For Rabbi Steven Garten and me, our recent hitch with the Sar-El program – which sends volunteers to serve on IDF supply and logistics bases – was a little bit like spending a couple of weeks with our own kids.
Along with a few other Americans and Canadians, Rabbi Garten and I were assigned to a communications and electronics base in the Lower Galilee. We slept in barracks, wore IDF uniforms and ate army food. And, while we may not have cut a particularly soldierly appearance, the work we did – reconditioning tank helmets and communications headsets; cleaning and repairing antenna mounts for tanks and fighting vehicles – directly supported troops in the field.
If anybody can actually look good in olive drab, it’s a kid in the IDF. And the IDF is truly an army of kids. Kids who, in their sheer variety, represent the tremendous diversity of contemporary Israel: an impossibly tall Ethiopian exchanges good-natured insults with a couple of blonde, blue-eyed Russians; an olah from Winnipeg works beside a Yemenite boy; a bunch of Orthodox guys with payot head over to the base shul for Mincha.
At every break, the soldiers lean into their iPhones, lost to Snapchat and Instagram. They chatter constantly and flirt with each other like crazy. They collapse into giggling heaps. The boys wrestle and chase each other around the electronics lab. The girls apply and reapply their makeup throughout the day, currently favouring a look somewhere between Amy Winehouse and Nefertiti.
Yet, somehow, it all seems to work. Whatever we hear about the divisions in Israeli society, all of these young people get along with each other.
Rabbi Garten and I end up in a workshop with Chasidic kids doing their IDF service. They are welcoming and genuinely curious about who we are, where we come from and what we do in Canada. One of them teases Rabbi Garten about his prophetic turn of phrase and renames him “Moshe.” The rabbi responds in kind and, for the rest of the week, we have to put up with the comedy duo of Moshe and Yehoshua, and their inexhaustible supply of lame jokes.

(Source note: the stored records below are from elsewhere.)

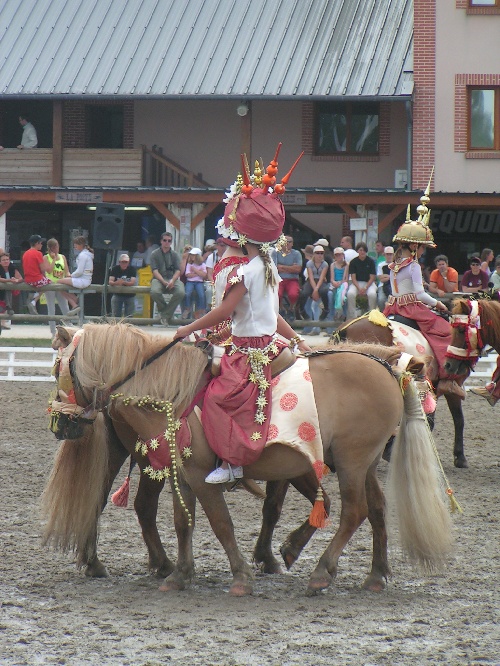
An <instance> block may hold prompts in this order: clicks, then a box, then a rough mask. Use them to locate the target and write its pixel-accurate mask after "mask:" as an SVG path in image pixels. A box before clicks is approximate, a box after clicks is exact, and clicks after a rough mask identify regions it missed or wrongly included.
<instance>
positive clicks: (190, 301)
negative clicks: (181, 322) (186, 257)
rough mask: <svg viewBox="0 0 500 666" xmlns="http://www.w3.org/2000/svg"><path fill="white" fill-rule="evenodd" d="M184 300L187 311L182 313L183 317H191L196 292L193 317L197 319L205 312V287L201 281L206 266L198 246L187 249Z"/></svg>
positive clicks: (204, 312) (205, 304)
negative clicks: (183, 316)
mask: <svg viewBox="0 0 500 666" xmlns="http://www.w3.org/2000/svg"><path fill="white" fill-rule="evenodd" d="M185 275H186V282H185V287H184V289H185V294H186V296H185V300H186V310H187V312H186V313H185V314H184V315H183V316H184V318H185V319H187V318H191V316H192V312H193V294H196V310H195V313H194V318H195V319H199V318H200V317H202V316H203V315H204V314H205V311H206V303H205V287H204V285H203V282H204V280H205V278H206V277H207V267H206V264H205V262H204V261H203V253H202V251H201V250H200V248H199V247H193V248H191V249H190V250H189V254H188V257H187V262H186V269H185Z"/></svg>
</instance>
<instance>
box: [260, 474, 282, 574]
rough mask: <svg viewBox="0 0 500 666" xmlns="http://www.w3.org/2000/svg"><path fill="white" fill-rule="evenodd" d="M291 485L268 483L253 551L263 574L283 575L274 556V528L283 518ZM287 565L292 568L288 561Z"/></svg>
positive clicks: (280, 569) (275, 481)
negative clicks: (253, 550) (283, 514)
mask: <svg viewBox="0 0 500 666" xmlns="http://www.w3.org/2000/svg"><path fill="white" fill-rule="evenodd" d="M289 485H290V484H289V482H288V481H268V482H267V483H266V498H265V500H264V504H263V506H262V525H261V528H260V534H259V537H258V539H257V543H256V544H255V548H254V551H253V559H254V562H255V564H257V565H258V566H259V565H260V568H261V571H262V572H263V573H272V574H273V573H281V566H280V563H279V562H278V560H277V559H276V558H275V557H274V555H273V551H272V538H273V532H274V528H275V527H276V525H277V523H278V520H279V519H280V516H281V511H282V509H283V502H284V501H285V497H286V493H287V490H288V486H289ZM285 564H286V565H287V568H290V567H289V566H288V563H287V561H286V559H285ZM290 566H291V565H290Z"/></svg>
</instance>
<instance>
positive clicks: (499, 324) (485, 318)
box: [452, 298, 500, 351]
mask: <svg viewBox="0 0 500 666" xmlns="http://www.w3.org/2000/svg"><path fill="white" fill-rule="evenodd" d="M478 303H479V314H480V316H481V326H482V328H481V335H482V338H483V340H484V342H487V343H488V344H489V345H491V346H492V347H494V348H495V349H496V350H497V351H498V350H499V349H500V302H498V301H490V300H487V299H484V300H480V301H478ZM452 313H453V314H466V315H468V314H470V305H469V300H468V299H466V298H457V299H456V300H455V301H454V303H453V310H452Z"/></svg>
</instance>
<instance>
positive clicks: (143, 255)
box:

Meanwhile, Chaim, the guy I share a workbench with, chats happily with me about his family, about his rabbi, and about how much he would like to have a dog. One afternoon, he puts his arms around me and asks someone to take a picture of the two of us – just a couple of Jews, hanging out.
Watching these young people and the way they take care of each other, it is easy to see the absolutely critical role the IDF plays in building Israeli society. By putting young people together and ensuring they bond through shared experiences and shared challenges the IDF reinforces a uniquely Israeli identity. Counter to what much of the world seems to believe, IDF service creates not a nation of warriors, but a nation of citizens – Israeli citizens.
But, with all the high spirits and horseplay, it’s easy to forget that every one of these young Israelis is, in fact, a warrior – and that all of them live in a very bad neighbourhood. At any moment, they can be called upon to put their lives on the line in defence of the State of Israel. This is not an empty platitude. On the last night of our hitch, Hadar Cohen, a 19-year-old border guard on duty at the Damascus Gate in Jerusalem, was shot and killed by three Palestinians armed with automatic weapons and pipe bombs.
Israel is a country that places tremendous trust in its children. And it is a country that understands all too well that some of its children will pay the ultimate price for that trust. One of our fellow Sar-El volunteers said it best: “I know that every one of these helmets will be worn by some mother’s son. So each helmet that I fix is a prayer for the son who will wear it.”